The Bible: Read, learn and digest

Dec 10, 2023 by

by Julian Mann, TCW:

THE Prayer Book Collect for the Second Sunday in Advent is a powerful spur to the Christian discipline of personal Bible reading.

The Collect draws on the Apostle Paul’s statement in Romans chapter 15 verse 4, which begins the Epistle reading for today: ‘Whatsoever things were written aforetime were written for our learning, that we through patience and comfort of the Scriptures might have hope’ (King James Version).

Paul was referring to the Old Testament Scriptures here, since the New Testament had not yet been completed when he wrote to the Christians at Rome in around AD 57. Paul reminded his Christian readers that God had always intended the Old Testament Scriptures to serve the spiritual education of those, both Jew and Gentile, who would come to believe in the promised Messiah, proclaimed as Jesus Christ by the witnesses of his resurrection from the dead.

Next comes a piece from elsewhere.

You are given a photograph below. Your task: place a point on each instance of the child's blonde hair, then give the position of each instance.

In its reference to ‘all holy Scriptures’, the Collect encompasses both the Old and New Testaments: ‘Blessed Lord, who hast caused all holy Scriptures to be written for our learning: Grant that we may in such wise hear, read, mark, learn and inwardly digest them, that by patience and comfort of thy holy Word, we may embrace and ever hold fast the blessed hope of everlasting life, which thou hast given us in our Saviour Jesus Christ. Amen.

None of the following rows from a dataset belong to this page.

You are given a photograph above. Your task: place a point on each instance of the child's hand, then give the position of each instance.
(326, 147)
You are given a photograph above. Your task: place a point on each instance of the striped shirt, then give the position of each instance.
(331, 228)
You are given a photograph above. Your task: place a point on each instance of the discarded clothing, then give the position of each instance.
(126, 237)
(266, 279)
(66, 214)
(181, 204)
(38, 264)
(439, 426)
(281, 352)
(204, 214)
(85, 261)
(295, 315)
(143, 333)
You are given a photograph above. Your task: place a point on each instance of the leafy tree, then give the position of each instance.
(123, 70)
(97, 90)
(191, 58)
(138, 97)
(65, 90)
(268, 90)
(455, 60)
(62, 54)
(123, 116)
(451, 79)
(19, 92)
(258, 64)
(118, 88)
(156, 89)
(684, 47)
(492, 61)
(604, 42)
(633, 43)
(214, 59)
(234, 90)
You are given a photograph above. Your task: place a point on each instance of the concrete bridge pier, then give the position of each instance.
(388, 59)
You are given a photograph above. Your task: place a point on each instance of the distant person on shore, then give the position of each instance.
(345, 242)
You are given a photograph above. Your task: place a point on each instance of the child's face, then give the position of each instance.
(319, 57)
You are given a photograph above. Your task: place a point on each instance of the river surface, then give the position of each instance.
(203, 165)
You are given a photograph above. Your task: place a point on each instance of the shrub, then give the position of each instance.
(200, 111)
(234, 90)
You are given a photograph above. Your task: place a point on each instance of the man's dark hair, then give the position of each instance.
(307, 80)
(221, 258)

It is significant that the Collect refers to the Scriptures as ‘thy (the Lord’s) holy Word’. Thus, according to traditional Anglican teaching, the Bible is ultimately not the word of man but the Word of God. The human authors of the 66 books of the Bible were inspired by the Holy Spirit so that what they wrote is spiritually and morally authoritative for God’s people down the ages and reveals his saving truth to sinful people.